DuPont executive suggests stealth strategy to confront Consumer Reports
- In a February 3, 2013 email, IFIC staff alerted its “media relations group” that Consumer Reports reported concerns about the safety and environmental impact of GMOs. Doyle Karr, DuPont’s director of biotechnology policy and vice president of the board of Center for Food Integrity, forwarded the email to a scientist with a query for response ideas, and suggested confronting Consumer Reports with this stealth tactic: “Maybe create a letter to the editor signed by 1,000 scientists who have no affiliation with the biotech seed companies stating that they take issue with (Consumer Reports’) statements on the safety and environmental impact. ??”
Disseminates misleading industry talking points
- April 25, 2012 mail to the 130 members of the Alliance to Feed the Future “on behalf of Alliance member Grocery Manufacturers Association” claimed that the California ballot initiative to label genetically engineered foods “would effectively ban the sale of tens of thousands of grocery products in California unless they contain special labels.” This false messaging was disseminated by the pesticide and food-industry funded campaign against GMO labeling.

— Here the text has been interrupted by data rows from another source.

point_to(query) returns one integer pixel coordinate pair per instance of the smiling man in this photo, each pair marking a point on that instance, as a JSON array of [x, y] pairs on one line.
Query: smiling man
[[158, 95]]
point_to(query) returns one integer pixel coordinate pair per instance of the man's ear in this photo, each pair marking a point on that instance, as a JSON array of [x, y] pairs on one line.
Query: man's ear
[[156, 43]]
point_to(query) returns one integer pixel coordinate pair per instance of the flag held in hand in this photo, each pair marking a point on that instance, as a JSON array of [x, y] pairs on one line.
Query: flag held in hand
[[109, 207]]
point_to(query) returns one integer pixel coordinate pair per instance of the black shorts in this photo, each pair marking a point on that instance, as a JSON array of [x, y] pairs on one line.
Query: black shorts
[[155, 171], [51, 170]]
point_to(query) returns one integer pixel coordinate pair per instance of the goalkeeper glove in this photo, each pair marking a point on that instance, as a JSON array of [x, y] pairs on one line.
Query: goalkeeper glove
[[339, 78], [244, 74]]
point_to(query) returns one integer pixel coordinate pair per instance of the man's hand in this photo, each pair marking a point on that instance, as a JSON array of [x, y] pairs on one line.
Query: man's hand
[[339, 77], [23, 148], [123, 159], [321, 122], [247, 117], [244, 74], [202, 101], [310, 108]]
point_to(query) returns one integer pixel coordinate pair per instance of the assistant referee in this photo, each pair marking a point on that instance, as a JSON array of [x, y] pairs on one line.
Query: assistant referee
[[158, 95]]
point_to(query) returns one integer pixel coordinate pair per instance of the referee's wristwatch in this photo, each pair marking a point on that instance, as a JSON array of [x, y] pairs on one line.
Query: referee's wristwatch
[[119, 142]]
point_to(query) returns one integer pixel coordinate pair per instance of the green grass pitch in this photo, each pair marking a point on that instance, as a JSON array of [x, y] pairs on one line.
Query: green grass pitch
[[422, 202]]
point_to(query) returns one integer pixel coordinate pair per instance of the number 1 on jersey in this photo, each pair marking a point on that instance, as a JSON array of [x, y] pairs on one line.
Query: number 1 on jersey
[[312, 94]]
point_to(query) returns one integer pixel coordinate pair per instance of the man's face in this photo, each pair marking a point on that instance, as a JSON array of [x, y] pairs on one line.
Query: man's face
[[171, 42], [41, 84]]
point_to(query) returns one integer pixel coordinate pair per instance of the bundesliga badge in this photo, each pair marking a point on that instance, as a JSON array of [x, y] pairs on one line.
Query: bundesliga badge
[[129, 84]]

Confronts books critical of processed foods
- A February 20, 2013 email describes IFIC’s strategy to spin two books critical of the food industry, “Salt, Sugar, Fat” by Michael Moss, and “Pandora’s Lunchbox” by Melanie Warner. Plans included writing book reviews, disseminating talking points and “exploring additional options to enhance engagement in the digital media measured by the extent of coverage.” In a February 22, 2013 email, an IFIC executive reached out to three academics — Roger Clemens of the University of Southern California, Mario Ferruzzi of Purdue University and Joanne Slavin of University of Minnesota — to ask them to be available for media interviews about the books. The email provided the academics with summaries of the books and IFIC’s talking points defending processed foods. “We will appreciate you sharing any specific talking points about specific science issues that are raised in the books,” states the email from Marianne Smith Edge, IFIC’s senior vice president of nutrition and food safety.

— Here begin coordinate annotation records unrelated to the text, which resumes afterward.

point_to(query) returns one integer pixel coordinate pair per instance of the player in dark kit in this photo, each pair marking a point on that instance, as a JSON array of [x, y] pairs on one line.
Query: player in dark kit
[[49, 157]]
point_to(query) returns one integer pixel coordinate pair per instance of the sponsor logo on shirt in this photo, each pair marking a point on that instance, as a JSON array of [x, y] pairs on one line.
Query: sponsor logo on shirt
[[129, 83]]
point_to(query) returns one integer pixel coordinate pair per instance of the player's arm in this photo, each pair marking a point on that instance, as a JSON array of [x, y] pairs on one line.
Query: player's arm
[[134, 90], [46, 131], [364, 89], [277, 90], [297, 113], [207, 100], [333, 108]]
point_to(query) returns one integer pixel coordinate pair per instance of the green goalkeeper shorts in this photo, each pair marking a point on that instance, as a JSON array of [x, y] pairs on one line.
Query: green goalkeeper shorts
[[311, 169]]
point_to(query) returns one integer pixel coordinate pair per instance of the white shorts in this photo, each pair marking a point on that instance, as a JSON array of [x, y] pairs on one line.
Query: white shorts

Produces research and surveys to support industry positions
- IFIC produces a number of research materials and consumer attitude surveys that support industry positions. One example is a 2012 survey that found 76% of consumers “can’t think of anything additional they would like to see on the label” that was used by industry groups to oppose GMO labeling.
Trains professional groups in industry messaging
- An example is this 2015 training program for dieticians about how to promote GMOs.